Они наконец сдвинулись с места, и вся троица двинулась к концу длинного перрона. Впереди шли Альфред с тетей, за ними Георг. Как раз в то мгновение, когда они вышли из здания вокзала, на просторной привокзальной площади зажглись яркие лампы уличного освещения.

В эту ночь Альфред долго не мог заснуть. Их с Георгом поселили вместе. Они лежали в своих кроватях, поставленных в узкой комнате так, что головы были почти рядом. Воздух в комнате был затхлый, почти такой же, как в узкой спаленке в Клагенфурте.

С вокзала тетя взяла такси. Стоя у машины, с чемоданами, поставленными на тротуар, пока тетя расплачивалась с водителем, они рассматривали фасад дома, в котором им предстояло жить.

Комната их была таких размеров, что в ней умещались только две кровати, два шкафчика, на которых сверху теперь лежали их пустые чемоданы, и два маленьких столика-конторки у окна.

– Что будем делать завтра? – тихо спросил Георг, не поднимаясь с постели.

Альфред ничего не ответил. Пожалуй, он впервые не ответил на вопрос, который задал ему Георг. Альфреду очень хотелось бы побыть сейчас одному. Да и очень странно было, что Георг задал этот вопрос. Обычно Георг всегда все знал, а вопросы задавал Альфред. Ему вдруг представилось, что в их отношениях что-то поменялось. «Тетя Виктория дала им пристанище, приютила их! А ведь тетя Виктория – его тетя!»

За этим ощущением, придававшим ему уверенность, но одновременно мелочным и с долей мстительности, ему вдруг представилась мать, там, в Клагенфурте, как она, склонившись над плитой в кухне, разогревает к ужину суп.
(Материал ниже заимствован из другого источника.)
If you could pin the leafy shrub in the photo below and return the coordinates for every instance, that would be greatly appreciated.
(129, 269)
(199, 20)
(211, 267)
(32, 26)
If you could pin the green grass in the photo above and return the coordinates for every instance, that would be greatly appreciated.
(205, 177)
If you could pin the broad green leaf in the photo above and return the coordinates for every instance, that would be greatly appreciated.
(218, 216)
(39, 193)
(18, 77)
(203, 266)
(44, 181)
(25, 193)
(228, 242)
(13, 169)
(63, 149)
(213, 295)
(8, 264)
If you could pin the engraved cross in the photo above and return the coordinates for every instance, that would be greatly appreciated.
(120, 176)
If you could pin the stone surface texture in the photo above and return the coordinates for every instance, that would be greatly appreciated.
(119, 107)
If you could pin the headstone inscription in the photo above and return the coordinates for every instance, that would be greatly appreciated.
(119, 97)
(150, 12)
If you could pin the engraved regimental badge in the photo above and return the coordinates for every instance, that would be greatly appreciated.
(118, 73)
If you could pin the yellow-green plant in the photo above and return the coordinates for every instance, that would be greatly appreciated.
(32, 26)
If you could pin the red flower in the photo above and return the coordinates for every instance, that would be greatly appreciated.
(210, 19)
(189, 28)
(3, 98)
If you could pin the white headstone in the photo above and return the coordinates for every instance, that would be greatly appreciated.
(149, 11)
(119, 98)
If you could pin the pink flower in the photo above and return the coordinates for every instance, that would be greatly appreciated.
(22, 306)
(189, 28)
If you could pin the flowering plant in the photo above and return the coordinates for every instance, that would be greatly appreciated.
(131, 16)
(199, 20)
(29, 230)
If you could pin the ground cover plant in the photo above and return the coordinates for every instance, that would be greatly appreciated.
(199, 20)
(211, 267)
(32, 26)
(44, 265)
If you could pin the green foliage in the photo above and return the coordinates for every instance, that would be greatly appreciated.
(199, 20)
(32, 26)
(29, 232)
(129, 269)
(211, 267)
Их шкафчики стояли слева и справа от двери, кровати – вдоль стен, днем их следовало застилать шерстяным покрывалом. С письменных столиков все должно было быть убрано, за исключением того времени, когда за ними работали.

Режим в общежитии был строгий. Утром, еще до завтрака, необходимо было прибрать комнату. Руководил всем этим священник, утром читавший им молитву, и он проверял все досконально. В столовой звучали голоса обитателей общежития, сплошь студентов, стоявших подле длинных столов, на которых уже дымился разлитый в большие жестяные кружки чай и кофейный напиток, а в плетеных корзинках лежали нарезанные ломти серого, плохо пропеченного хлеба.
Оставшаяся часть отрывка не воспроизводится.